Me senté en mi silla y tomé un respiro profundo, tratando de centrarme. A pesar de las constantes miradas de desconfianza y los murmullos venenosos de mis compañeros, sabía que debía mantener la cabeza fría y seguir adelante. El caso de Marco Bellini no era solo una oportunidad para hacer justicia, sino también una forma de demostrar mi valía, no solo como oficial, sino como Alessandra Moretti, alguien que luchaba por alejarse de la sombra de su familia.

Al cabo de unas horas encerrada entre esas cuatro paredes, sentía que la cabeza me iba a estallar si no me tomaba un descanso. Justo entonces, el teléfono sobre mi escritorio resonó estrepitosamente agudizando el dolor y provocando un rechinar de mis dientes.

—¿Sí?

—Moretti —mi jefe, con tono cortante y exasperado, habló al otro lado de la línea—. Necesito que te presentes en mi oficina en diez minutos. Está por llegar una persona con un interés especial en tu caso.

—Como usted ordene, señor.

—Y, Moretti. —Su tono aún era serio, pero ahora notaba un atisbo de petición.

—¿Sí?

—Cuando vengas a mi oficina, trata de estar de mejor humor —suplicó antes de colgar.

Me levanté y salí de mi oficina, tratando de ignorar el nudo de ansiedad que se formaba en mi estómago. Al bajar las escaleras, cada paso resonaba en el edificio como una sentencia. Al llegar al último escalón, me topé con una mujer llorando desconsoladamente mientras una joven de unos 16 años aproximadamente intentaba consolarla. La joven era su hija, y el dolor en sus ojos reflejaba el sufrimiento que compartían.

Dani, mi excompañero, estaba allí con ellos.

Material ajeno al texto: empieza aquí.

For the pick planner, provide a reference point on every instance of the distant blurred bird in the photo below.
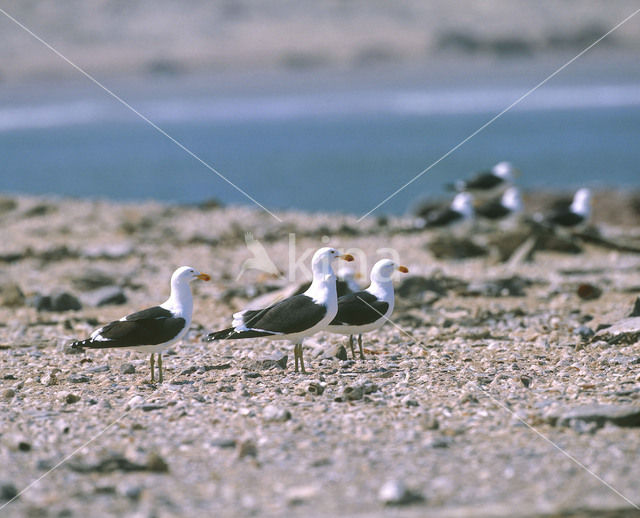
(490, 183)
(573, 215)
(508, 204)
(461, 209)
(260, 260)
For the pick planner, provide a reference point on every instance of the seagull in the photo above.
(461, 209)
(487, 184)
(509, 203)
(153, 329)
(369, 309)
(575, 214)
(295, 317)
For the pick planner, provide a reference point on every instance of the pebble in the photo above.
(71, 398)
(8, 491)
(127, 368)
(275, 414)
(395, 492)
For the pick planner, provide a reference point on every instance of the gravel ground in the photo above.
(464, 407)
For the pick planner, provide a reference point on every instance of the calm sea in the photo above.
(335, 149)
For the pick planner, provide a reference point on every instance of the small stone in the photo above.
(134, 402)
(395, 492)
(625, 331)
(156, 463)
(50, 379)
(107, 295)
(351, 393)
(408, 401)
(277, 359)
(63, 301)
(78, 378)
(99, 368)
(70, 398)
(128, 368)
(132, 492)
(275, 414)
(7, 491)
(247, 448)
(11, 295)
(585, 332)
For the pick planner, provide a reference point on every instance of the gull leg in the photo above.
(301, 359)
(353, 351)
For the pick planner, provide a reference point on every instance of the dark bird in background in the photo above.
(488, 184)
(460, 210)
(508, 204)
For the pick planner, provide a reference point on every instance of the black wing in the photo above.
(565, 219)
(150, 326)
(442, 218)
(493, 210)
(359, 308)
(484, 181)
(291, 315)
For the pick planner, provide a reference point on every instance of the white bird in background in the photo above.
(260, 260)
(296, 317)
(488, 184)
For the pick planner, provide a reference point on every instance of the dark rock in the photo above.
(223, 443)
(11, 295)
(60, 301)
(107, 295)
(599, 415)
(395, 492)
(625, 331)
(507, 287)
(588, 291)
(449, 247)
(71, 398)
(156, 464)
(117, 462)
(7, 491)
(78, 378)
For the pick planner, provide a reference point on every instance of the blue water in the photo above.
(344, 151)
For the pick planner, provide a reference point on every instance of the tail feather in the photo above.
(219, 335)
(81, 344)
(231, 334)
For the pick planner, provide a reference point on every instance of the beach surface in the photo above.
(489, 394)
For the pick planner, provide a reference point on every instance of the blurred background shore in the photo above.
(327, 106)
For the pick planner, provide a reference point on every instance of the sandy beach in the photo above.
(471, 404)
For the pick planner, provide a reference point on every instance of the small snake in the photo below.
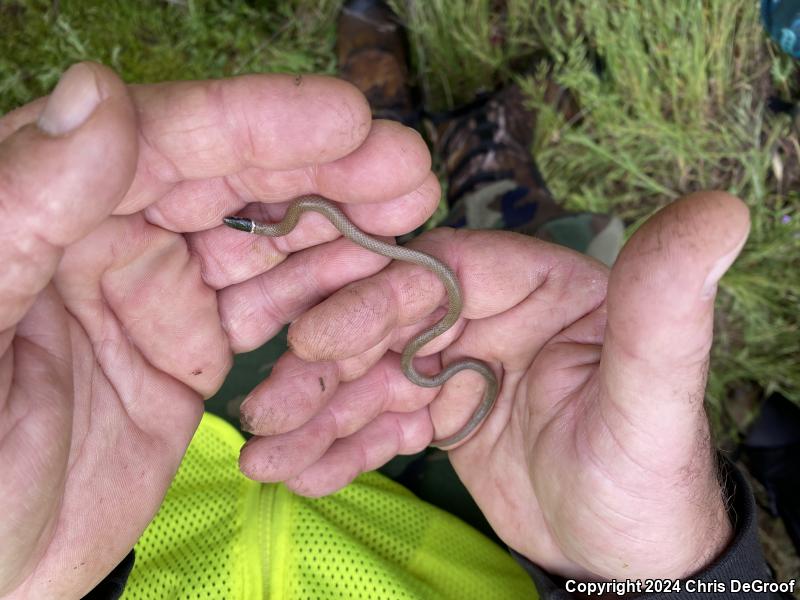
(443, 272)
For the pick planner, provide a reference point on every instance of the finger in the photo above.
(383, 439)
(501, 273)
(195, 130)
(660, 317)
(229, 257)
(392, 162)
(205, 129)
(297, 391)
(59, 179)
(252, 312)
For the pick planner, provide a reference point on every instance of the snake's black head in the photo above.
(239, 223)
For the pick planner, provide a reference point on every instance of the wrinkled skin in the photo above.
(113, 255)
(125, 301)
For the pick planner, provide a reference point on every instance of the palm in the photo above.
(121, 294)
(106, 409)
(596, 460)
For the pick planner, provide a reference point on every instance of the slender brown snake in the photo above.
(442, 271)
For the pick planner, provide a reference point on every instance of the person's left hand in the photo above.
(112, 257)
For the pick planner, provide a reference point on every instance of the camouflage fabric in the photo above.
(371, 48)
(495, 184)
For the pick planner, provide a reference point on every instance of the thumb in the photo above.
(660, 321)
(60, 177)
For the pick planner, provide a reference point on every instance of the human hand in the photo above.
(113, 254)
(597, 460)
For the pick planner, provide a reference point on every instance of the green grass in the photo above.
(672, 96)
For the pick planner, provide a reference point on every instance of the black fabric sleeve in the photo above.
(742, 561)
(113, 585)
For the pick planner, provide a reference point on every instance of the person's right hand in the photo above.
(596, 462)
(112, 255)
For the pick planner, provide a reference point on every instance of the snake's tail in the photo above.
(239, 223)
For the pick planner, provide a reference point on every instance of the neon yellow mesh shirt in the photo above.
(220, 535)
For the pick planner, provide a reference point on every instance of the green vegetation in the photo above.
(672, 96)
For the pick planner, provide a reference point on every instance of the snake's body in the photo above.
(443, 272)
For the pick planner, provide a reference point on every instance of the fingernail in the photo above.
(718, 270)
(71, 102)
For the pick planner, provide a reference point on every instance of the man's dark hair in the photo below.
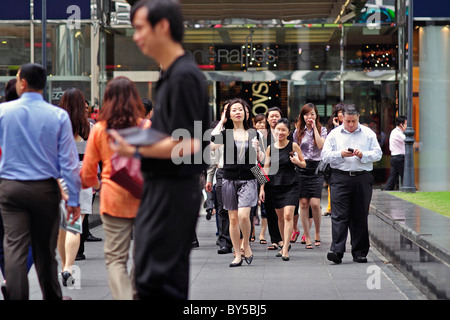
(163, 9)
(34, 74)
(350, 109)
(400, 120)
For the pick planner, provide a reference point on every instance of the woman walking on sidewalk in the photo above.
(284, 155)
(239, 186)
(122, 108)
(69, 241)
(310, 135)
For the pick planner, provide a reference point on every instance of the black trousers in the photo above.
(397, 168)
(30, 212)
(164, 229)
(350, 201)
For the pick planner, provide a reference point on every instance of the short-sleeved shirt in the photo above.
(181, 107)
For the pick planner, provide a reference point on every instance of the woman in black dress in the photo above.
(280, 162)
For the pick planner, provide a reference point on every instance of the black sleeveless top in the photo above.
(286, 174)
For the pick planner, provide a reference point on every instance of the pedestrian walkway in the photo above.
(307, 276)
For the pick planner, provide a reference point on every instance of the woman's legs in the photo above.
(317, 217)
(116, 247)
(288, 214)
(235, 234)
(240, 221)
(304, 216)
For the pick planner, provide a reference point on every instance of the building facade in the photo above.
(272, 53)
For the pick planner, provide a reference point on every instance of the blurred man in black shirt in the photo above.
(171, 200)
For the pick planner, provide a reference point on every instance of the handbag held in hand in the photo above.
(126, 172)
(259, 174)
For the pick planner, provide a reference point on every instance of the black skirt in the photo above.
(311, 184)
(286, 195)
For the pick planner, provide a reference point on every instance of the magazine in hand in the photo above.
(142, 137)
(77, 227)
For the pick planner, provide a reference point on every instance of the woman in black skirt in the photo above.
(280, 162)
(310, 135)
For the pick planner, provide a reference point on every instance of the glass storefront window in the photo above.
(14, 48)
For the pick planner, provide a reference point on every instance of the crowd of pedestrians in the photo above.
(58, 160)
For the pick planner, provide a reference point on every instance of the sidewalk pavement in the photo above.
(307, 276)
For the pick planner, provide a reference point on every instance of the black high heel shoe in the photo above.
(66, 275)
(236, 264)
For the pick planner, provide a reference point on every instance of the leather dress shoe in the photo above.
(224, 250)
(335, 257)
(360, 259)
(91, 238)
(80, 256)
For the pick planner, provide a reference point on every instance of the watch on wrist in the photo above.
(136, 154)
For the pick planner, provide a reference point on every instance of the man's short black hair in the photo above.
(350, 109)
(400, 120)
(163, 9)
(34, 74)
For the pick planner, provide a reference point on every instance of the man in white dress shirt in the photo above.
(397, 147)
(350, 149)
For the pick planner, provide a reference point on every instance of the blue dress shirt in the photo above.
(362, 138)
(37, 143)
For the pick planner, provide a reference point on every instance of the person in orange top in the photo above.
(122, 108)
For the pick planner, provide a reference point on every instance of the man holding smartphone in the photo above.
(350, 150)
(397, 147)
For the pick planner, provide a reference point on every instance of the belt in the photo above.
(350, 173)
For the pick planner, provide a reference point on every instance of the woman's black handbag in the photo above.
(323, 169)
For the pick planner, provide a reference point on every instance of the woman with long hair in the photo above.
(283, 156)
(122, 108)
(310, 136)
(68, 242)
(273, 114)
(239, 186)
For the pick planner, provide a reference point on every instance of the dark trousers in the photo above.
(164, 229)
(30, 212)
(271, 214)
(350, 200)
(397, 168)
(223, 221)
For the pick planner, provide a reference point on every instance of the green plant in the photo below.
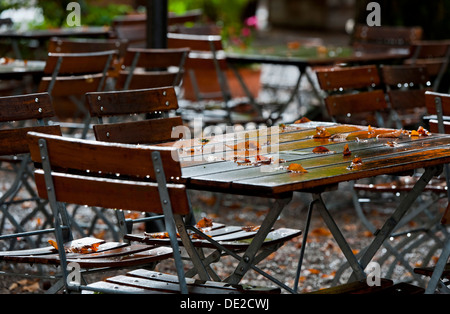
(228, 14)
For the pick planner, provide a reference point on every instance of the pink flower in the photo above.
(252, 21)
(246, 32)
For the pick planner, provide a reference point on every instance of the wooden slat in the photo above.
(26, 107)
(331, 174)
(148, 80)
(356, 103)
(224, 174)
(133, 101)
(72, 85)
(110, 193)
(78, 63)
(430, 101)
(138, 132)
(155, 58)
(106, 157)
(14, 141)
(352, 77)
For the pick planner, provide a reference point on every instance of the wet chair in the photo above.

Él había tenido la difícil tarea de notificar a la familia de Marco y llevarlos para el reconocimiento. Sentí pena por él; vi el dolor en su rostro y recordé que hace unos años, en su juventud, él mismo tuvo que reconocer el cuerpo de su padre y hermano. Creía que eso fue lo que lo impulsó a ser policía de Las Vegas.

Intenté esquivar la situación, pero no pude ya que me quedaba de camino a la oficina de mi jefe. Mi corazón se encogió al ver la escena. La madre de Marco, con los ojos hinchados y el rostro desencajado por el dolor, me vio y se abalanzó hacia mí, rogándome que hiciera justicia para su hijo.

—¡Por favor, haga justicia para mi hijo! —suplicaba con lágrimas incesantes.

Me sentí acorralada, sin saber qué responder. Sus palabras eran desgarradoras, pero en ese momento, me faltaban las palabras para consolarla. Dani intervino rápidamente, logrando quitarme a la mujer desconsolada de encima.